According to estimates from ERCOT, miners could use about five gigawatts of energy by 2023.

“It’s growing from close to zero just a few years ago,” Carey King, the assistant director at UT-Austin’s Energy Institute, said earlier this month. 

“Each miner is about the size of a desktop computer. And if you’re a large industrial scale bitcoin miner, you might have thousands of these computers running,” Lee Bratcher with the Texas Blockchain Council said.

Bratcher explained bitcoin mining is a process by which the Bitcoin network is secured, and how new bitcoins enter into circulation.

“To keep it brief, Bitcoin miners are just machines.

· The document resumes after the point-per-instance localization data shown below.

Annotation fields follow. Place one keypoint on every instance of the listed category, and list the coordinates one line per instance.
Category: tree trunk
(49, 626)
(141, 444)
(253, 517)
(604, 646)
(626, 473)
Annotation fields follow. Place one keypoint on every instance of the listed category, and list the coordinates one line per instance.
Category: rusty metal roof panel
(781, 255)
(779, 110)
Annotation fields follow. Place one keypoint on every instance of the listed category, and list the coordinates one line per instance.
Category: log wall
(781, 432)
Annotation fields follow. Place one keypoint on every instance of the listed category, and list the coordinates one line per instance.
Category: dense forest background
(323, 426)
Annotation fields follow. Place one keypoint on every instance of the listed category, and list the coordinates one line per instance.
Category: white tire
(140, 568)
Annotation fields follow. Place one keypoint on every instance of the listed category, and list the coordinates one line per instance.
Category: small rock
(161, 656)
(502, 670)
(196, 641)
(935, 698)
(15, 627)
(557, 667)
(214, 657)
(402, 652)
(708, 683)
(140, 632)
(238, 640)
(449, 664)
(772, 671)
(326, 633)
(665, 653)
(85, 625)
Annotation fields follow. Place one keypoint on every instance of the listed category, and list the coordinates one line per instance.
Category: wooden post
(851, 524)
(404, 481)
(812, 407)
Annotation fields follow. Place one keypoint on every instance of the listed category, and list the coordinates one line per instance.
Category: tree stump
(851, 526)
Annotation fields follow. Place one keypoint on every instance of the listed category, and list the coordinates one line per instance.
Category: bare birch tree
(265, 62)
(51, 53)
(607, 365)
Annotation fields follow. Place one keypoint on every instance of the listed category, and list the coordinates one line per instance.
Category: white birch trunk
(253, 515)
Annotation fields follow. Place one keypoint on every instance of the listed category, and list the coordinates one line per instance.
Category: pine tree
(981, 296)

Their application-specific integrated circuits…are running a hash algorithm, trying to solve a cryptographic equation in order to set the next block of transactions,” Bratcher said. “The blockchain is then verified and confirmed by the other miners. And the nodes then update their ledgers. So it’s a security mechanism to keep the Bitcoin network free from hacker attacks. And it’s also a way for new bitcoins to enter into circulation.”

When it comes to added strain to the grid in extreme weather conditions, Bratcher said the machines can turn off at any time, meaning extra power can surge elsewhere.

“They’re okay to be turned off at any time, they can turn off within 60 seconds,” he said.

King said, beyond his personal ethical questions about cryptocurrency, he only sees two issues with more crypto mining in Texas.

“There’s a short-term issue. It’ll raise prices to some degree. There’s a long-term issue: will it incentivize new types of generation to serve this new demand? Will it bring the revenues so that companies invest more in the grid? This is to be determined,” King said.

Bratcher said the new miners will most likely be in more rural areas, where “stranded energy” is often found. That’s energy that is produced, but not able to be used, because of a lack of transmission lines to transport the power elsewhere in the state.

“There’s a lot of excess West Texas wind energy, a lot of solar energy that can’t get to the big urban population centers like Dallas, Houston and Austin because there’s not enough transmission capacity at the right times of day,” Bratcher said.

Starting this spring, new industrial miners need to apply for permission to energize through the PUC, which oversees ERCOT.

“Any miner that’s coming on, we’ll have a load study done by the utility and by ERCOT, and receive approval. ERCOT is actually quite favorable to this industry because it helps provide more reliability and resilience with the grid. They have these loads that are out there that they can turn off whenever they need to,” Bratcher said.